“Can we get rid of all this?” asks Fredrick Hodges of Mingus Salon on La Guardia Place, wadding up a clump of my weirdly cut and tragically highlighted hair. After 25 years, the man has an eye for what to cut and what to keep. But his ability to dispense healing, aesthetic and otherwise, is informed by something deeper. Hodges, former tap dancer and gospel singer, exdrug addict and incest survivor, is four years into a degree in pastoral counseling. “Your church is wherever you are,” he says. “It’s what you do every day.”
Village Voice: What did you want to be when you grew up?
Fred Hodges: I sang, I drew, I tap-danced. I wanted to be a star, basically. Fortunately, I had teachers who knew I was unique early on, from reading scores or whatever, and they told my parents and really encouraged me. I also knew I was gay, not that I knew what that meant, but to my parents’ credit, they just let me be. Typical story: they’d be sitting downstairs watching Ed Sullivan and they’d hear this “click, click, click” and know I was upstairs in my mother’s high heels, doing the catwalk. When I was five, I made a fashion magazine for my mother, which I gave her along with a couple of quarters to get herself a fur coat. But when I thought about music as a career, my mother was the one who pointed me back to something more practical. We were really poor, and there was a lot of shame attached to that. Music just wasn’t something people in our family did, so my mother planted it in my head that I’d be a haircutter. Hell, at seven, I already had a standing appointment to do my grandmother’s hair. I had a music scholarship, which at least got me out of town; when that ran out it was cut hair or starve. I was a success right off, but there was still this sense of shame. Then I moved to New York, where I became a bigger success and a raging drug addict.

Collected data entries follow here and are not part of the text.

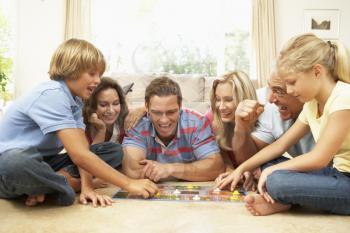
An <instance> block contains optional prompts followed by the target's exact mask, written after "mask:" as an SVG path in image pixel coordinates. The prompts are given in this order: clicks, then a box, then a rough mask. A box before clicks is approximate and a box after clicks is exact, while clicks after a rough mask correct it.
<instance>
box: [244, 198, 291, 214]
mask: <svg viewBox="0 0 350 233" xmlns="http://www.w3.org/2000/svg"><path fill="white" fill-rule="evenodd" d="M244 201H245V203H246V205H245V206H246V208H247V210H248V211H249V212H250V213H251V214H252V215H255V216H260V215H269V214H273V213H277V212H282V211H286V210H288V209H289V208H290V207H291V205H283V204H280V203H278V202H275V203H269V202H267V201H266V200H265V199H264V198H263V196H261V195H260V194H249V195H248V196H246V197H245V198H244Z"/></svg>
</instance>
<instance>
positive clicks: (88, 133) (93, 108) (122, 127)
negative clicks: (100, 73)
mask: <svg viewBox="0 0 350 233" xmlns="http://www.w3.org/2000/svg"><path fill="white" fill-rule="evenodd" d="M107 89H114V90H116V91H117V93H118V96H119V103H120V113H119V116H118V119H117V121H116V123H117V125H118V127H119V129H123V128H124V120H125V117H126V116H127V115H128V113H129V110H128V106H127V103H126V100H125V96H124V92H123V89H122V88H121V87H120V85H119V84H118V83H117V81H115V80H113V79H111V78H108V77H103V78H101V83H100V84H99V85H98V86H97V87H96V89H95V90H94V92H93V93H92V94H91V96H90V98H89V99H88V100H87V101H85V105H84V109H83V116H84V123H85V125H86V129H87V134H88V135H89V134H90V129H91V124H90V122H89V117H90V115H91V113H94V112H96V109H97V97H98V95H99V94H100V93H101V92H102V91H105V90H107ZM89 136H91V135H89Z"/></svg>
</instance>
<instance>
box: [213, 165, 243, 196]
mask: <svg viewBox="0 0 350 233" xmlns="http://www.w3.org/2000/svg"><path fill="white" fill-rule="evenodd" d="M242 178H243V176H242V172H241V171H240V170H239V169H236V170H234V171H233V172H231V173H228V172H226V173H223V174H221V175H219V177H218V178H217V179H218V182H217V183H216V185H215V187H214V189H215V188H219V189H224V188H225V187H226V186H227V185H229V184H230V183H231V185H230V188H229V189H230V190H231V191H233V190H234V189H235V188H236V185H237V184H238V182H239V181H241V180H242Z"/></svg>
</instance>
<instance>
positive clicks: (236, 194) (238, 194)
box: [232, 190, 240, 196]
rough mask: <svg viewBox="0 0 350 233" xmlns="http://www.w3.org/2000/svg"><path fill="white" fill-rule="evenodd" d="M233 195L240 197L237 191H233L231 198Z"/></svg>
mask: <svg viewBox="0 0 350 233" xmlns="http://www.w3.org/2000/svg"><path fill="white" fill-rule="evenodd" d="M233 195H240V193H239V192H238V190H235V191H234V192H233V193H232V196H233Z"/></svg>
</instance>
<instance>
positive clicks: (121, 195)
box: [113, 184, 246, 202]
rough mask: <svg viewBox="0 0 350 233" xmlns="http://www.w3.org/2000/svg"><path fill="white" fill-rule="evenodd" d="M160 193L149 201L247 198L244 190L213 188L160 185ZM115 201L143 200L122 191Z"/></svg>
mask: <svg viewBox="0 0 350 233" xmlns="http://www.w3.org/2000/svg"><path fill="white" fill-rule="evenodd" d="M157 186H158V193H157V194H156V195H155V196H154V197H152V198H149V199H147V200H160V201H161V200H163V201H225V202H241V201H243V198H244V196H245V194H246V193H245V191H244V190H243V189H239V190H235V191H234V192H230V191H226V190H219V189H214V190H213V187H212V186H202V185H177V184H175V185H174V184H173V185H171V184H159V185H157ZM113 198H114V199H142V197H139V196H130V195H129V194H128V192H126V191H124V190H120V191H118V192H116V193H115V194H114V195H113Z"/></svg>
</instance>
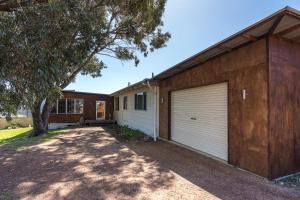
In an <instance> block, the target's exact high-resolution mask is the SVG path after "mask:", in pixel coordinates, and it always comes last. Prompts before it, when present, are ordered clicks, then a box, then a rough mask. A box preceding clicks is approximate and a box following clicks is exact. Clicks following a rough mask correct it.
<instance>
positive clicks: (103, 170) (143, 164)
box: [0, 127, 300, 200]
mask: <svg viewBox="0 0 300 200" xmlns="http://www.w3.org/2000/svg"><path fill="white" fill-rule="evenodd" d="M109 132H114V131H113V130H111V129H108V128H107V127H106V128H105V127H104V128H102V127H91V128H77V129H71V130H70V131H69V133H65V134H63V135H60V136H59V137H58V138H57V139H53V140H51V141H47V142H44V143H40V144H36V145H32V146H29V147H26V148H23V149H19V150H17V151H15V150H12V149H8V148H6V147H0V194H3V195H2V197H4V196H6V197H7V198H8V199H27V200H34V199H42V200H48V199H55V200H60V199H72V200H74V199H88V200H92V199H155V200H158V199H228V200H229V199H230V200H232V199H243V200H244V199H274V200H276V199H300V192H299V191H297V190H295V189H294V190H293V189H289V188H283V187H280V186H278V185H275V184H273V183H272V182H269V181H267V180H266V179H264V178H261V177H257V176H255V175H252V174H250V173H247V172H244V171H241V170H238V169H235V168H233V167H230V166H227V165H224V164H222V163H220V162H218V161H215V160H212V159H210V158H207V157H205V156H202V155H199V154H197V153H194V152H191V151H189V150H186V149H183V148H181V147H178V146H175V145H173V144H170V143H166V142H163V141H158V142H144V141H132V142H126V141H120V140H117V139H116V138H115V137H113V136H112V135H111V134H110V133H109ZM0 196H1V195H0Z"/></svg>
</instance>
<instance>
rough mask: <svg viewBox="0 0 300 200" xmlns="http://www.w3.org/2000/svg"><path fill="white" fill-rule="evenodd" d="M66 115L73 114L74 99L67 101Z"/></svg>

Where does the spirituality come in? I was sexually abused as a child, and I had a child’s fervent need to believe in something, since I couldn’t confide in anyone else. I turned away when I got older, but I never lost it completely. It just took a while before I was ready to sober up and do the work. I was in San Francisco, studying at a psychoanalytic institute. At the same time, I was involved in this great church out there, Glide Memorial, where I was in the gospel choir. I ended up doing outreach with the homeless through them. I wanted the spiritual side, but I really needed it to have a practical application.
What’s happening now? I don’t know if I’ll finish the degree. My mother’s terminally ill; I’ll see how I feel when there’s less going on. It’s not like the training turned me into a new person but it did strengthen what was already there, and I guess it still suits some oddly practical side of me that I can combine the two. I cut hair at a nursing home three days a week, and while, yeah, it’s definitely work, it’s very spiritual. Some of the people there, it’s amazing how at peace they are.
What comforts you? I’ve had so much loss in my life. I’ve lost all of my close friends to AIDS. I held my best friend in my arms when he died, and now my mother is dying. I was so angry at her for so long for looking the other way when I was being abused, for never apologizing. But loss and acceptance are part of life. At least I did achieve a healed relationship with her, and nothing can take that away.